Rousseau's Garden
LIU ENZHAO

From June 12 to July 31, 2016, Tong Gallery+Projects will present you Liu Enzhao's solo exhibition: Rousseau's garden. His latest oil paintings of "Constellation Series" and "Rousseau's Garden Series" will be exhibited soon. 


Liu Enzhao's recent painting creation continues to create pictures with the theme of flowers and birds, animals, jungle and starry sky. The magnificent colours, strong brush strokes, and naive imagination create a fantasy world full of profound beauty. Painting is a pleasant life experience for him from being close to nature to starting a fantasy journey. The seven-year study tour of the Central Academy of Fine Arts, on the one hand, allowed him to practice solid and profound realistic skills, and on the other hand, he also took a firm step in the creative process of constantly examining himself and using painting to find spiritual demands. As his graduate graduation work, Hundred Birds stood out in the graduation exhibition, won the Excellent Award and participated in the Excellent Graduation Works Exhibition of Thousand Miles. In this work, he fills the whole picture with almost flattened treatment. The dense branches and leaves of different shapes grow naturally. A wide variety of birds from different countries, regions and climatic conditions live here. Some live in pairs, some play with each other, some dance, some attract their throats, and some Building a love nest together, there are also people who look at it. The scattered perspective in traditional Chinese painting is flexibly used by artists. The viewer's eyes are mobilised, and we must constantly move the perspective to see the details of each colour one by one. If the Hundred Birds and his previous works are mainly influenced by the domestic cultural environment, then his experience of going to the Pennsylvania Academy of Fine Arts in the United States after graduation will certainly add a new source to his creation. 
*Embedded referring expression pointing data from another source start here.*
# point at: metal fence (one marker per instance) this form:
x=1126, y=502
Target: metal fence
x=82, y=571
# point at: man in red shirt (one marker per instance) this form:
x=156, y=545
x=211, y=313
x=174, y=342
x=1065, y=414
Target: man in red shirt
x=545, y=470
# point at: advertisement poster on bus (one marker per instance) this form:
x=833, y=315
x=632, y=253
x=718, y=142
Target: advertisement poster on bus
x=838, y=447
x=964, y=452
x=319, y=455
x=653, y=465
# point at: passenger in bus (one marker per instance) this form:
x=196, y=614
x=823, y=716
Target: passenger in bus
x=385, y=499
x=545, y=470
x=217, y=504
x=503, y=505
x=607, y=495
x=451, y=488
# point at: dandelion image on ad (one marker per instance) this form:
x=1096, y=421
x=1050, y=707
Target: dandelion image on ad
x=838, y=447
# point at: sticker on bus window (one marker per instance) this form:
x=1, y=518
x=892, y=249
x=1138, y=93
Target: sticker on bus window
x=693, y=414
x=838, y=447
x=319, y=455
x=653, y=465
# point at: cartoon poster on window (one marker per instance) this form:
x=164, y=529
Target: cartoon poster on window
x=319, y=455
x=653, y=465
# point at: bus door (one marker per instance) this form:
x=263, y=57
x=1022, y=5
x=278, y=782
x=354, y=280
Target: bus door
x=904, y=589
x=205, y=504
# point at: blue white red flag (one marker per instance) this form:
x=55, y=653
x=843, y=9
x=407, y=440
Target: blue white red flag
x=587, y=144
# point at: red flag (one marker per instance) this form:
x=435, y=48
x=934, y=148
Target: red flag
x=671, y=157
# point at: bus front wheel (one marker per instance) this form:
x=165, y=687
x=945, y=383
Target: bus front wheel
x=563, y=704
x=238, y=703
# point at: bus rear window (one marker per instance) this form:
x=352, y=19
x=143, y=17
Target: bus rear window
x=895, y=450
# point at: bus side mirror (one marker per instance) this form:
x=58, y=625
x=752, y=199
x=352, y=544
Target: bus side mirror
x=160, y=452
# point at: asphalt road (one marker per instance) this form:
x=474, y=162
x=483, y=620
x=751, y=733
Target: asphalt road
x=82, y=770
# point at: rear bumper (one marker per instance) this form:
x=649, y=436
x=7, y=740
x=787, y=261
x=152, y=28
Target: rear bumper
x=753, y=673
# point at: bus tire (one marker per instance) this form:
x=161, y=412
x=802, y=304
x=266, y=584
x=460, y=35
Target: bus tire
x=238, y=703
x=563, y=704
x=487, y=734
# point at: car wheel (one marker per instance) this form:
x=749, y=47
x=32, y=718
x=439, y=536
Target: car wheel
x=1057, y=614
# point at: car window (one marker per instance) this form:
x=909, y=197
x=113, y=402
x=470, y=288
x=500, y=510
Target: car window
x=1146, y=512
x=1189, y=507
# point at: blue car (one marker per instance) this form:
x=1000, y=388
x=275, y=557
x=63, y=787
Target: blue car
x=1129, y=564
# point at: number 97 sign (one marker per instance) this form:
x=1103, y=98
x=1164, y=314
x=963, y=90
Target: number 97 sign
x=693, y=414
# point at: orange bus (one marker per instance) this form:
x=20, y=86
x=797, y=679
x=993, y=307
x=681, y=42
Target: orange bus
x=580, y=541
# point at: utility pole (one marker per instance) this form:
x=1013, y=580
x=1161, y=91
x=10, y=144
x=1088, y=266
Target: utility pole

The upcoming "Rousseau's Garden Series" will be reflected in this exhibition. The artist continues to use the layout of traditional Chinese paintings to organise the picture. The lifelike peacock, which occupies a large space on the left side, does not affect the audience not to pay attention to the owl that has no movement in the middle of the picture. When we are a little nervous about the two birds that are biting, the red eyes in the background will become cold. The use of pure and bright colours in a large area is the direct impact of the foreign artistic environment reflected in the picture. Rather than continuing to reconstruct the artistic conception of Henry Rousseau's jungle painting, the artist is trying to find a path to the opposite side.